Let us now use this technique in a useful application. Suppose we have made a function for computing the integral \( \int_a^b f(x)dx \) by the Midpoint rule with \( n \) intervals:

def midpoint_integration(f, a, b, n=100):
    h = (b - a)/float(n)
    I = 0
    for i in range(n):
        I += f(a + i*h + 0.5*h)
    return h*I
We now want to read \( a \), \( b \), and \( n \) from the command line as well as the formula that makes up the \( f(x) \) function:

from math import *
import sys
f_formula = sys.argv[1]
a = eval(sys.argv[2])
b = eval(sys.argv[3])
if len(sys.argv) >= 5:
    n = int(sys.argv[4])
else:
    n = 200
Note that we import everything from math and use eval when reading the input for a and b as this will allow the user to provide values like 2*cos(pi/3).

The next step is to convert the f_formula for \( f(x) \) into a Python function g(x):

code = """
def g(x):
    return %s
""" % f_formula
exec(code)
Now we have an ordinary Python function g(x) that we can ask the integration function to integrate:

I = midpoint_integration(g, a, b, n)
print 'Integral of %s on [%g, %g] with n=%d: %g' % \ 
      (f_formula, a, b, n, I)
The complete code is found in integrate.py. A sample run for \( \int_0^{\pi/2} \sin(x)dx \) goes like

integrate.py "sin(x)" 0 pi/2
integral of sin(x) on [0, 1.5708] with n=200: 1
(The quotes in "sin(x)" are needed because of the parenthesis will otherwise be interpreted by the shell.)

Turning string expressions into functions

The examples in the previous section indicate that it can be handy to ask the user for a formula and turn that formula into a Python function. Since this operation is so useful, we have made a special tool that hides the technicalities. The tool is named StringFunction and works as follows:

>>> from scitools.StringFunction import StringFunction
>>> formula = 'exp(x)*sin(x)'
>>> f = StringFunction(formula)   # turn formula into f(x) func.
The f object now behaves as an ordinary Python function of x:

>>> f(0)
0.0
>>> f(pi)
2.8338239229952166e-15
>>> f(log(1))
0.0
Expressions involving other independent variables than x are also possible. Here is an example with the function \( g(t) = Ae^{-at}\sin (\omega x) \):

g = StringFunction('A*exp(-a*t)*sin(omega*x)',
                   independent_variable='t',
                   A=1, a=0.1, omega=pi, x=0.5)
The first argument is the function formula, as before, but now we need to specify the name of the independent variable ('x' is default). The other parameters in the function (\( A \), \( a \), \( \omega \), and \( x \)) must be specified with values, and we use keyword arguments, consistent with the names in the function formula, for this purpose. Any of the parameters A, a, omega, and x can be changed later by calls like

g.set_parameters(omega=0.1)
g.set_parameters(omega=0.1, A=5, x=0)
Calling g(t) works as if g were a plain Python function of t, which also stores all the parameters A, a, omega, and x, and their values.
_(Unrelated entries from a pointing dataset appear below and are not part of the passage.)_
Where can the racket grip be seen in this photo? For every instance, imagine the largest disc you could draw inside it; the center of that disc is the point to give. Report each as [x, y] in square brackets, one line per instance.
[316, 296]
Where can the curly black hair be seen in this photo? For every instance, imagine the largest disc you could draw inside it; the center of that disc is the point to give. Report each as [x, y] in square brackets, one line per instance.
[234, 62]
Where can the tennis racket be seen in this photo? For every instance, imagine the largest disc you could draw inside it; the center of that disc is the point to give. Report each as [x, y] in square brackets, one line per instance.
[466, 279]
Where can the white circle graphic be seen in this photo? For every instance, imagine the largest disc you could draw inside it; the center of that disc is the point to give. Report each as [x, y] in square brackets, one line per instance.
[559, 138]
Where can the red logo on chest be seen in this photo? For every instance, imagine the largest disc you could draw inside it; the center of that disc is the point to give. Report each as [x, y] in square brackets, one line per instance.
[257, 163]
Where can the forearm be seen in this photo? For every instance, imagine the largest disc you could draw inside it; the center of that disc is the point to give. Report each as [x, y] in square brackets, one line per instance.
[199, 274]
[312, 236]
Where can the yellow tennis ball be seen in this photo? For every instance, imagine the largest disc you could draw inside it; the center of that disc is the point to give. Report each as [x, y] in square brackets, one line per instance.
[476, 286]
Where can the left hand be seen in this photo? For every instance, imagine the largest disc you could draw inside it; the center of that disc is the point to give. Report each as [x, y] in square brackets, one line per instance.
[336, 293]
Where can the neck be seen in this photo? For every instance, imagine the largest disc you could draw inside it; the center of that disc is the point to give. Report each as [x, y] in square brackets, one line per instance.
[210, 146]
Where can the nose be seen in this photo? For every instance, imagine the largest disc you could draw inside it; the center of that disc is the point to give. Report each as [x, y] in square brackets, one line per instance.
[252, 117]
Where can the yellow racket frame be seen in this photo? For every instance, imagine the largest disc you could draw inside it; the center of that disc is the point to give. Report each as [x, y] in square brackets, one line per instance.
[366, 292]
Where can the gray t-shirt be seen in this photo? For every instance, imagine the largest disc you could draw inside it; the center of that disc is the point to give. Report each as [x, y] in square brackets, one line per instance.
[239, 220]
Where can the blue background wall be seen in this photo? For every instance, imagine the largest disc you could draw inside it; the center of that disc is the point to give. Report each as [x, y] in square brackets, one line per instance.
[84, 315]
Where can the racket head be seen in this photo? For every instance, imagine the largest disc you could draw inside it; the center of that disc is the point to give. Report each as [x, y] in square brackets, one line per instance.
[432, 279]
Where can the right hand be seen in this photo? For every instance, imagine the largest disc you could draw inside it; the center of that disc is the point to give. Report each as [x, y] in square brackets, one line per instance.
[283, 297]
You can use pydoc to bring up more documentation on the possibilities with StringFunction. Just run

pydoc scitools.StringFunction.StringFunction
A final important point is that StringFunction objects are as computationally efficient as hand-written Python functions. (This property is quite remarkable, as a string formula will in most other programming languages be much slower to evaluate than if the formula were hardcoded inside a plain function.)